21. yüzyılda satranç
1997 yılında Amerikalı bilim insanlarının üzerinde uğraştığı Deep Blue isimli bilgisayar, aktif şampiyon Garry Kasparov’a karşı mücadele etti. IBM tarafından geliştirilen bilgisayar, kıran kırana süren bir mücadelenin ardından Kasparov’u yenmeyi başardı. Bu galibiyet, satrancı 21. yüzyıla taşıdı.
Birçok farklı konsept gibi, artık satranç da ulusların rekabetinden ibaret değil; teknolojinin gelişmesinden ibaretti. Yapay zeka, bilgisayarlar ve algoritmalar satranç dünyasına yayılmaya başlamıştı. Bu süreçte de satranç yavaş yavaş popülaritesini kaybetmeye başlamıştı. Bu gidişatı ise 2020 yılı değiştirdi, sebebi de COVID ve Netflix. Pandemi sırasında evde oturan milyonlarca insan, dünyanın en popüler satranç platformu olan chess.com bünyesinde satranç oynamaya başladı. Büyük dönüm noktası ise ‘Queen's Gambit’ dizisi sayesinde geldi. 12 ülkede en çok izlenen dizi olmayı başaran Netflix dizisi, satrançla ilgi her sayıyı beş katına katlamayı başardı. Satranç, bu momentumu korumayı ve 2024 yılına yeni hikayelerle girmeyi başardı.
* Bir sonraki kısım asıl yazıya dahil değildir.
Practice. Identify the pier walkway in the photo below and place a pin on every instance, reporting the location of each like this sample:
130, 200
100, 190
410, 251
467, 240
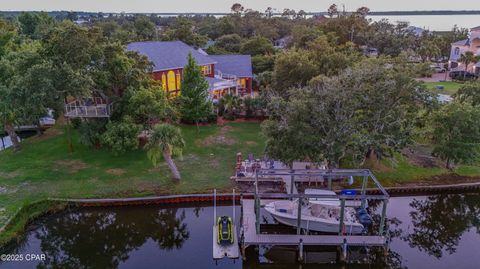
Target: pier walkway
252, 238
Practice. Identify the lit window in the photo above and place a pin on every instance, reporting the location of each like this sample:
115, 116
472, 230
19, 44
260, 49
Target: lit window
164, 81
171, 81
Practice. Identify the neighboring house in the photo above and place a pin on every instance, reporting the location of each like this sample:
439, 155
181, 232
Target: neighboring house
472, 43
224, 73
282, 43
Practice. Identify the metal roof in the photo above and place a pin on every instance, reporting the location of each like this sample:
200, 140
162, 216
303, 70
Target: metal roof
238, 65
168, 54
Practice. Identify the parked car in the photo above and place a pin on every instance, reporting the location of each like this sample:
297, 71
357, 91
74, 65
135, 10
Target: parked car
462, 75
438, 68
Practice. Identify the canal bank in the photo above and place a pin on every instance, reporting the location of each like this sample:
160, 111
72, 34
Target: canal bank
17, 224
146, 236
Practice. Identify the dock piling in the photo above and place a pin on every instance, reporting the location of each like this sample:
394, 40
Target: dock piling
300, 251
342, 216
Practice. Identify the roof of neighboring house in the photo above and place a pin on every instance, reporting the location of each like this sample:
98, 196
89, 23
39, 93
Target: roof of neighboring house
461, 42
238, 65
168, 54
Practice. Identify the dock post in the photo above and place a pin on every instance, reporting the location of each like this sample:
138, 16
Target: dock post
257, 214
292, 182
382, 220
343, 251
342, 215
299, 215
364, 190
300, 250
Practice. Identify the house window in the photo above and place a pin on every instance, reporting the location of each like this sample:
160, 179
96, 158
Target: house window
457, 51
164, 81
171, 81
179, 80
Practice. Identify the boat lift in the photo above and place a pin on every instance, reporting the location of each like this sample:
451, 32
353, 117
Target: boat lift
231, 251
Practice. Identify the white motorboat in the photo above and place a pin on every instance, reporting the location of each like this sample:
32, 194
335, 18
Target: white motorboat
317, 214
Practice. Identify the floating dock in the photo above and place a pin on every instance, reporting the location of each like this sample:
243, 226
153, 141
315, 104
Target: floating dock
231, 251
252, 238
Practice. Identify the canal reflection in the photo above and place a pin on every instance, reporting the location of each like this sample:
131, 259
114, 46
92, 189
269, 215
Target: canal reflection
102, 239
440, 221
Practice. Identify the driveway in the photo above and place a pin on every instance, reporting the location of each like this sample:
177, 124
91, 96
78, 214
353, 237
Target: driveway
436, 77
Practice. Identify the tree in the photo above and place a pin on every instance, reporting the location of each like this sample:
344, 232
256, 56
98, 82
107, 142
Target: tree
194, 103
363, 11
183, 29
121, 136
314, 124
257, 45
467, 58
149, 105
367, 110
456, 133
144, 28
229, 105
469, 93
25, 87
237, 8
166, 140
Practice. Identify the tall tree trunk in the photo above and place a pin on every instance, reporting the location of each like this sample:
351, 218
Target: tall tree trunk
13, 136
167, 155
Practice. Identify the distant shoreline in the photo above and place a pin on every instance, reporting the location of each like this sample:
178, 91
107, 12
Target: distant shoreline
372, 13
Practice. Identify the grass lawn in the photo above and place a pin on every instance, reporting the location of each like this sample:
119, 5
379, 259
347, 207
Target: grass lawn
450, 87
45, 168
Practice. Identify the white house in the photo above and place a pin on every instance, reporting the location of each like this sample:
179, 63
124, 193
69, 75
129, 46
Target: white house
472, 43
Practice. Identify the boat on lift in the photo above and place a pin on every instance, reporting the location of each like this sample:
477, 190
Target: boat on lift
317, 214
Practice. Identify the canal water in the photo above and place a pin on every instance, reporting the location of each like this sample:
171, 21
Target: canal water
438, 231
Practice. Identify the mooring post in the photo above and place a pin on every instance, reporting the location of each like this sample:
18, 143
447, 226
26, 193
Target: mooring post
342, 215
292, 182
343, 255
382, 220
300, 250
299, 215
364, 190
257, 214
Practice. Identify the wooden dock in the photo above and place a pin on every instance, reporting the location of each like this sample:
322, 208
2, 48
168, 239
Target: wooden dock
231, 251
252, 238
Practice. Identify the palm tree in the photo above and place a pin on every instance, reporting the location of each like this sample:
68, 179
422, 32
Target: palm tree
468, 58
166, 140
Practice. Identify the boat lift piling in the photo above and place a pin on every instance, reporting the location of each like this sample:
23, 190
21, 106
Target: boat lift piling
231, 251
251, 211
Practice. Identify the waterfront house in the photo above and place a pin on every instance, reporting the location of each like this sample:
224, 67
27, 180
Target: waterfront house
224, 73
472, 43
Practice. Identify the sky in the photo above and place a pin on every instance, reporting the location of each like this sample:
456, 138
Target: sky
148, 6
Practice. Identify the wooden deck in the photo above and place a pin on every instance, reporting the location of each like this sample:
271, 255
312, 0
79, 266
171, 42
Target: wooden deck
231, 251
252, 238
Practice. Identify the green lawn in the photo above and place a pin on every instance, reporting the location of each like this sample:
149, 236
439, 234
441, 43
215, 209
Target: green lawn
450, 87
45, 168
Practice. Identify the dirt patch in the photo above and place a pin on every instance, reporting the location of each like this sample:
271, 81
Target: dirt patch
72, 166
421, 156
9, 174
116, 171
220, 138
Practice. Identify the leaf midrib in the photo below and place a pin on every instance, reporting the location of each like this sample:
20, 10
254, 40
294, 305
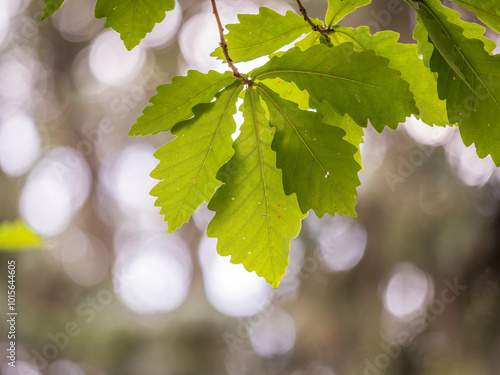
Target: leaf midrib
261, 160
306, 146
457, 48
236, 91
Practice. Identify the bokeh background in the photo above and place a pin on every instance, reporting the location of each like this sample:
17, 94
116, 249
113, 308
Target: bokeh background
409, 287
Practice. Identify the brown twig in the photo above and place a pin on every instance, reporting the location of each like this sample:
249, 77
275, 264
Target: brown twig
306, 17
324, 31
223, 45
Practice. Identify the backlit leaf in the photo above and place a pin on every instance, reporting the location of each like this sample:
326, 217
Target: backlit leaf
132, 19
290, 91
317, 164
174, 101
402, 57
468, 76
189, 164
261, 34
254, 219
487, 11
338, 9
358, 83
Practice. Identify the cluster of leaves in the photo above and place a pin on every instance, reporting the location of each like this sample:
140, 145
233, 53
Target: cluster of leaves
304, 114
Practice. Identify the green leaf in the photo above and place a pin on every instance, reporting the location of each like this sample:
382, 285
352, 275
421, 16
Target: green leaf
338, 9
254, 219
358, 83
133, 19
17, 236
189, 164
404, 58
50, 7
317, 164
261, 34
290, 91
174, 102
308, 41
353, 132
468, 76
487, 11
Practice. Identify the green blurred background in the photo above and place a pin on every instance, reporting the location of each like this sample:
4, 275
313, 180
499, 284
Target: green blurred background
409, 287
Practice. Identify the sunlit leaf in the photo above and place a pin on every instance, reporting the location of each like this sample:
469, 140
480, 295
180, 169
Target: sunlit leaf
338, 9
17, 236
262, 34
402, 57
254, 219
468, 76
353, 132
50, 7
132, 19
487, 11
189, 164
174, 101
357, 83
317, 164
290, 91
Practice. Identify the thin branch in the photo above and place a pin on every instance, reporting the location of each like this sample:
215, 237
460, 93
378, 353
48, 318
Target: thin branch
324, 31
223, 45
306, 17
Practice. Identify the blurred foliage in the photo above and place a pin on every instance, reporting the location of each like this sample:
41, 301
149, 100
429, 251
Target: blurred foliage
439, 215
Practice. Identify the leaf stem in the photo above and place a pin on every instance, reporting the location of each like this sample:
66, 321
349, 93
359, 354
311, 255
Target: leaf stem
324, 31
223, 45
306, 17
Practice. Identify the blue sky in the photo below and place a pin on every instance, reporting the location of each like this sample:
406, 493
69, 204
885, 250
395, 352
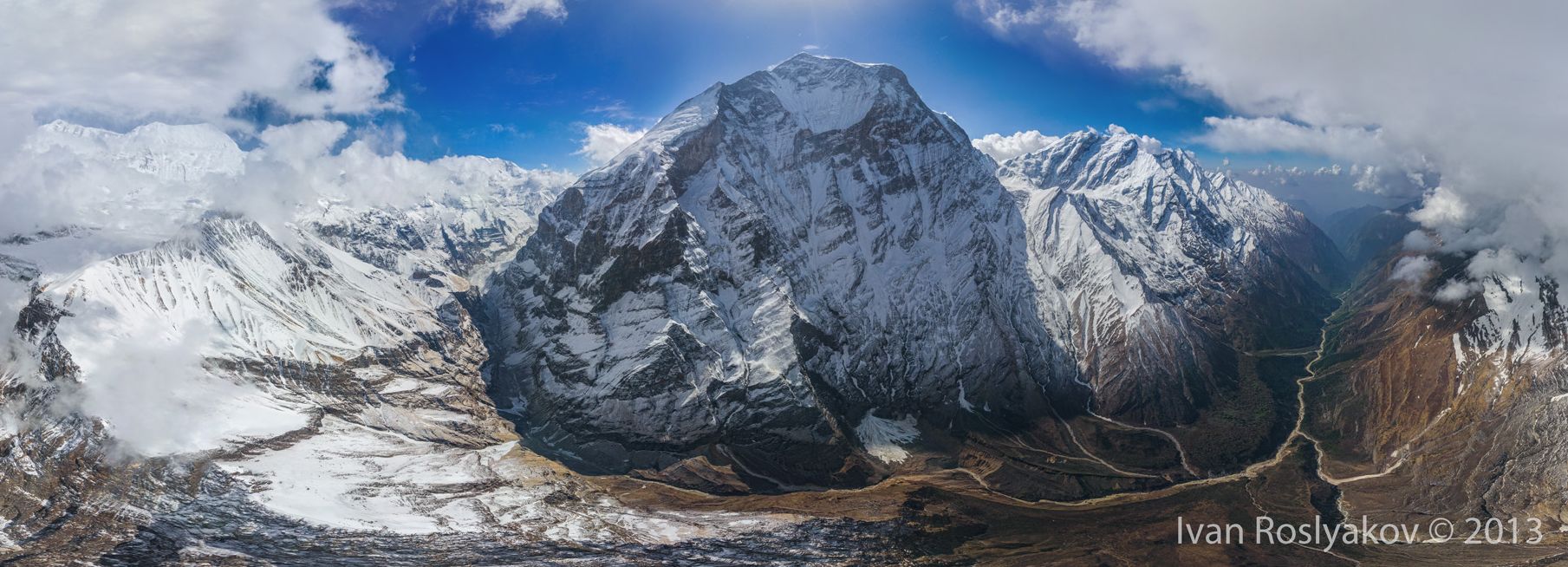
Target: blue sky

Peki şu an satranç bize günümüzle ilgili ne anlatıyor? Dünyadaki her ülke birbiriyle barış içinde satranç oynayabiliyor ve online turnuvalar sıklıkla düzenleniyor ama bir yandan Rusya ile Belarus bayrakları hiçbir yerde gösterilmiyor. ChatGPT ve Google Gemini milyonları satrançta yenebiliyor, hatta neredeyse yenilmez olmak üzereler. İnsanlık hem hiç olmadığı kadar birlikte hem de hiç olmadığı kadar polarize bir şekilde bir bilinmezliğe doğru gidiyor. Satrancı da her zamanki gibi yanımızda götürüyoruz, acaba yüzyıl sonra günümüze bakınca neler hatırlanacak?